Le 23 mars 1963, moins de deux ans après la naissance de son fils cadet Frédéric, Ferdinand MAIRE décède tragiquement à la suite d’un infarctus au volant de sa voiture. Il laisse derrière lui une oeuvre abondante, essentiellement conservée chez ses trois descendants directs mais également exposée partout en Suisse, à Alger ou à New-York. Ses toiles, aquarelles, gravures et fresques témoignent d’une grande richesse et variété et demeurent d’un intérêt indéniable pour l’histoire de la peinture dans le canton de Neuchâtel.

 


 

1. La plupart des informations sont issues d’entretiens réalisés entre juin 2012 et mai 2013 avec Jacqueline AUBERT-MAIRE, la fille aînée de l’artiste, à Chesnaux-Noréaz. (ndlr : aujourd’hui décédée)

 

2. L’Académie Julian est une école d’art privée fondée au milieu du XIXe siècle à Paris, où de nombreux artistes ont étudié. On peut citer parmi eux, les Suisses Edmond BILLE, Félix VALLOTTON ou encore Cuno AMIET. Voir à ce sujet : FEHRER Catherine (dir), The Julien Academy : Paris I868-1939, catalogue de l’exposition en 1989 à la Shepherd Gallery à New York, New York : Sheperd Gallery,1989.

 

3. L’Académie de la Grande Chaumière, dans le quartier de Montparnasse à Paris, a été fondée an début du XXe, siècle et continue aujourd’hui de proposer de nombreux cours aux étudiants artistes. Parmi ses élèves, citons BALTHUS et Meret OPPENHEIM. Voir NOËL Benoit, Parisiana, lit capitale des peintres au XIXe siècle, Paris : Presses Franciliennes, 2006. Voir également le site de l’Académie, URL : http://www.grande-chaumiere.fr/fr/

 

4. Daniel BONHÔTE, « En évoquant la condition de l’artiste en pays neuchâtelois avec le peintre Ferdinand Maire », dans L’Express, 5 avril 1952, p. 6.

 

5. Citation reprise des entretiens avec Jacqueline AUBERT-MAIRE

 

6. Dans son allocution préparée pour l’inauguration de l’exposition « Ferdinand Maire entre tableaux et vignobles », Patrice ALLANFRANCHINI souligne que les séjours de Ferdinand MAIRE, en France notamment, enrichissent considérablement la palette du peintre. Il va plus loin encore et propose une véritable dichotomie entre les toiles neuchâteloises souvent ternes et vaporeuses et celles effectuées à l’étranger plus vives et lumineuses.
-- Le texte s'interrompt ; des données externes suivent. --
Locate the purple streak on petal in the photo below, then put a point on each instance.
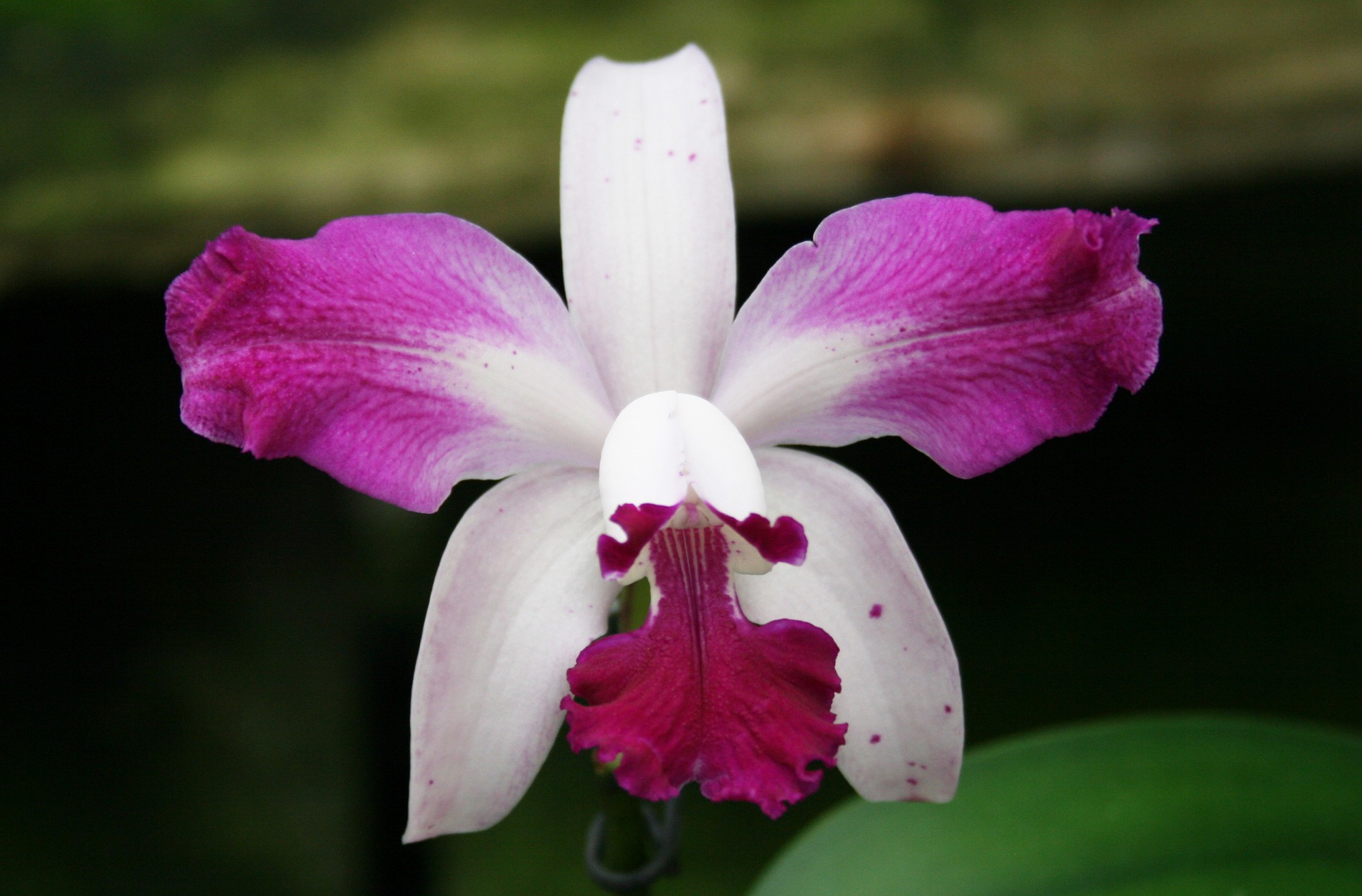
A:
(700, 693)
(381, 351)
(639, 523)
(973, 334)
(779, 543)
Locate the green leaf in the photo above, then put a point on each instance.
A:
(1171, 806)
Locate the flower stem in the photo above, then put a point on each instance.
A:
(628, 847)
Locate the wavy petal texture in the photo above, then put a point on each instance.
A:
(900, 685)
(399, 353)
(517, 597)
(700, 693)
(649, 248)
(971, 334)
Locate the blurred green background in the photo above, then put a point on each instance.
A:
(207, 658)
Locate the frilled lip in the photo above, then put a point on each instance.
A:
(405, 353)
(776, 543)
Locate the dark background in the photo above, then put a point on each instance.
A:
(209, 657)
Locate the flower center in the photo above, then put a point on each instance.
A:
(699, 692)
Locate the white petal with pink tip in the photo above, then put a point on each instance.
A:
(649, 247)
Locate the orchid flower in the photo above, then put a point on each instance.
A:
(637, 434)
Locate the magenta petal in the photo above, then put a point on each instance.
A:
(779, 543)
(973, 334)
(398, 353)
(700, 693)
(640, 525)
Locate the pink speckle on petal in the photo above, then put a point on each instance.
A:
(764, 717)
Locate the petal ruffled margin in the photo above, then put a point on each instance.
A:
(515, 599)
(649, 247)
(971, 334)
(900, 685)
(398, 353)
(700, 693)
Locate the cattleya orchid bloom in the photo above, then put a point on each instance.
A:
(637, 431)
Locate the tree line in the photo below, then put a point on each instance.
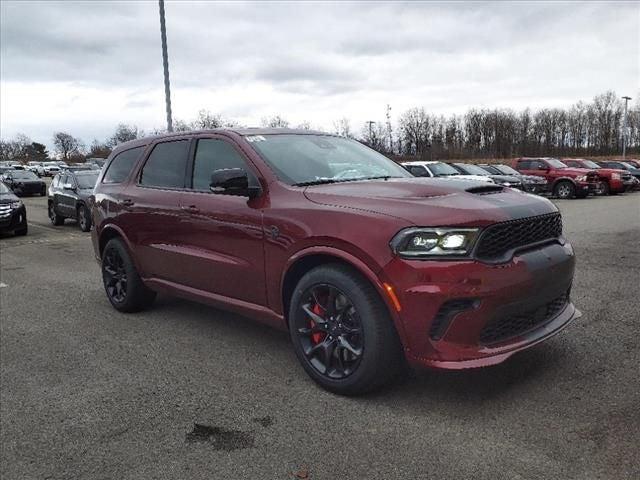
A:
(585, 128)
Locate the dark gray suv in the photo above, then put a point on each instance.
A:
(69, 193)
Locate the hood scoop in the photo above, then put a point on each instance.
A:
(485, 189)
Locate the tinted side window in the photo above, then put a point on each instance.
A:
(214, 154)
(166, 165)
(121, 166)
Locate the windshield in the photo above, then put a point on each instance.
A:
(590, 164)
(507, 170)
(556, 163)
(87, 180)
(309, 159)
(474, 170)
(442, 169)
(24, 175)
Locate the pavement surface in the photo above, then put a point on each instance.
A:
(188, 391)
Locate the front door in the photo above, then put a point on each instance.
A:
(222, 235)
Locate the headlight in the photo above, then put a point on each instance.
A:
(434, 242)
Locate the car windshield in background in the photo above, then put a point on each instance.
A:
(442, 170)
(315, 159)
(87, 180)
(556, 163)
(475, 170)
(590, 164)
(506, 170)
(24, 175)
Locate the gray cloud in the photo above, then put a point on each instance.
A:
(331, 57)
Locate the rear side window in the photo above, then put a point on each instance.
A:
(165, 167)
(121, 165)
(214, 154)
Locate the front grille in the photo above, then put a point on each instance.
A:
(499, 239)
(508, 327)
(5, 211)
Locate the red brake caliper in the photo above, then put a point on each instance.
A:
(318, 336)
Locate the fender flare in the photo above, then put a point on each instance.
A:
(360, 266)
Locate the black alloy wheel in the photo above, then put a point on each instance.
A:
(330, 331)
(114, 276)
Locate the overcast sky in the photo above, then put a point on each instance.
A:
(83, 67)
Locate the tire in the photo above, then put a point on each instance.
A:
(56, 219)
(121, 281)
(84, 218)
(602, 188)
(564, 189)
(356, 349)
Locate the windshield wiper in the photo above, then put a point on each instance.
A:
(320, 181)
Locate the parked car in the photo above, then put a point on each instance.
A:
(360, 270)
(531, 183)
(440, 170)
(621, 166)
(36, 167)
(50, 168)
(69, 194)
(13, 214)
(611, 180)
(24, 182)
(504, 180)
(565, 182)
(633, 163)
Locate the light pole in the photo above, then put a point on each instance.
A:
(624, 127)
(165, 64)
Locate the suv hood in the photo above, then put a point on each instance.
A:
(432, 201)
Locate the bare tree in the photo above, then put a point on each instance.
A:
(275, 121)
(66, 145)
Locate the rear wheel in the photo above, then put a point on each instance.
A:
(56, 219)
(564, 190)
(123, 285)
(84, 218)
(341, 331)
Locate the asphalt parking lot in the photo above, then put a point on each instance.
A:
(188, 391)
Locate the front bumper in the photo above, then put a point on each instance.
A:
(14, 220)
(483, 296)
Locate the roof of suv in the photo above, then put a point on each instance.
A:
(239, 131)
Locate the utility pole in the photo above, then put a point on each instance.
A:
(625, 129)
(370, 123)
(165, 64)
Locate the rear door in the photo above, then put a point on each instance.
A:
(222, 235)
(152, 216)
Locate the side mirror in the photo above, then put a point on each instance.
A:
(233, 181)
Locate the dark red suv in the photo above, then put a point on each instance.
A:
(565, 182)
(362, 263)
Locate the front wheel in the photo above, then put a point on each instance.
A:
(564, 190)
(123, 285)
(342, 332)
(84, 218)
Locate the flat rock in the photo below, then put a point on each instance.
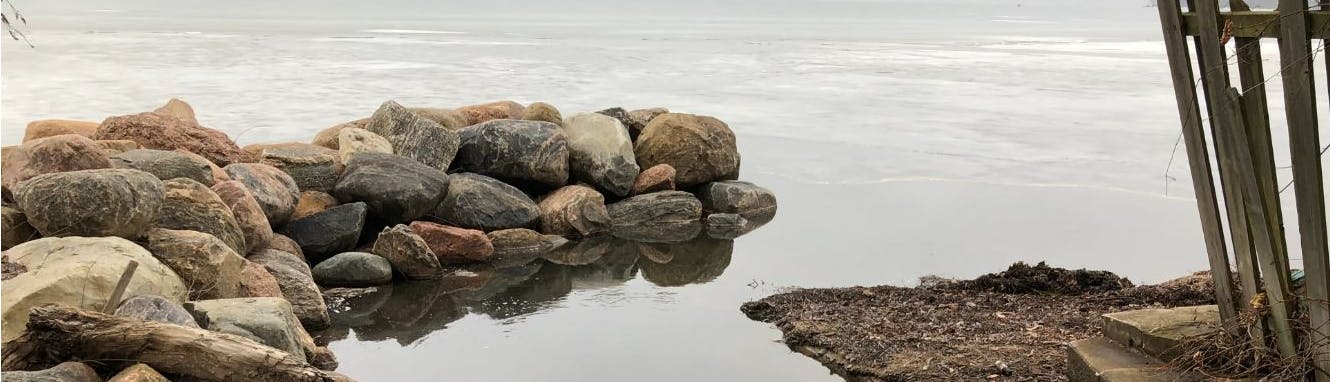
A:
(415, 137)
(92, 202)
(655, 179)
(165, 165)
(327, 233)
(657, 217)
(522, 153)
(157, 131)
(573, 212)
(394, 188)
(311, 167)
(79, 272)
(297, 284)
(274, 191)
(353, 269)
(454, 245)
(202, 261)
(483, 202)
(700, 148)
(407, 252)
(190, 205)
(600, 152)
(354, 141)
(154, 308)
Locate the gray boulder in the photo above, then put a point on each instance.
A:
(394, 188)
(412, 136)
(327, 233)
(600, 152)
(91, 202)
(354, 269)
(483, 202)
(165, 165)
(523, 153)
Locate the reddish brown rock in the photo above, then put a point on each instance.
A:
(454, 245)
(492, 111)
(656, 179)
(248, 213)
(157, 131)
(311, 202)
(51, 128)
(256, 281)
(52, 155)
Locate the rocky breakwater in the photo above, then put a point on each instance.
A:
(242, 249)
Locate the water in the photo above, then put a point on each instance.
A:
(902, 139)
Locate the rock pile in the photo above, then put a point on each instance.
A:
(246, 240)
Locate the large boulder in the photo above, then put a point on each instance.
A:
(394, 188)
(483, 202)
(249, 214)
(491, 111)
(412, 136)
(79, 272)
(700, 148)
(158, 131)
(190, 205)
(154, 308)
(297, 284)
(573, 212)
(51, 128)
(657, 217)
(600, 152)
(353, 269)
(274, 191)
(52, 155)
(165, 165)
(311, 167)
(407, 252)
(523, 153)
(354, 141)
(204, 262)
(92, 202)
(454, 245)
(269, 321)
(327, 233)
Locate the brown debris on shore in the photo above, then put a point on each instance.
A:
(963, 330)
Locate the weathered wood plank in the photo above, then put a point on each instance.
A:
(1305, 149)
(1197, 153)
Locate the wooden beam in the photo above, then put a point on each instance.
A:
(1305, 148)
(1197, 153)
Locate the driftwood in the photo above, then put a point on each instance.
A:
(63, 333)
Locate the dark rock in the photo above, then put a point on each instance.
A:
(407, 252)
(297, 284)
(394, 188)
(600, 152)
(190, 205)
(165, 165)
(573, 212)
(274, 191)
(92, 202)
(412, 136)
(162, 132)
(154, 308)
(353, 269)
(522, 153)
(483, 202)
(657, 217)
(327, 233)
(700, 148)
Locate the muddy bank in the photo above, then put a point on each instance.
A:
(1004, 326)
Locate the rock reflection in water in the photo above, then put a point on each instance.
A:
(407, 312)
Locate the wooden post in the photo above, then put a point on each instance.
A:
(1197, 153)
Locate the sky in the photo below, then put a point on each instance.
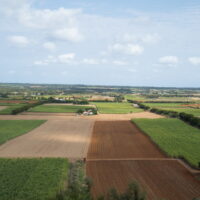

Sans épouser un point de vue aussi radical, il paraît évident que la couleur occupe une place de choix dans l’oeuvre de Ferdinand MAIRE et qu’il cherche tout au long de sa vie à affiner et développer sa palette par ses voyages, ses expériences et un travail régulier.

 

7. Ce séjour est relaté par Daniel BONHÔTE, « Un artiste neuchâtelois a franchi l’Atlantique pour peindre des fresques à la gloire de l’horlogerie », dans L’Express, 30 novembre 1954, p. 8.

 

8. Idem., A propos de la technique du graffiti coloré Bonhôte écrit « L’artiste opère à travers le papier de la maquette sur le gypse humide, gravant avec des gouges les traits qui cernent les contours de son dessin. Puis, il traite en couleurs les zones ainsi délimitées. A Long Island, Ferdinand Maire a utilisé comme teinte de fond un enduit gris-vert très clair et a animé ses personnages [...J de terre, de jaune et de gris ».

 

Les auteurs de cette biographie datée du 18 juin 2013 sont Julie GUINAND et Lyla VAUCHER-DE-LA-CROIX. Elle a été commandée par Madame Jacqueline AUBERT-MAIRE, fille du peintre. Elle a été réalisé dans le cadre de l’Université de Neuchâtel, en Histoire de l’Art.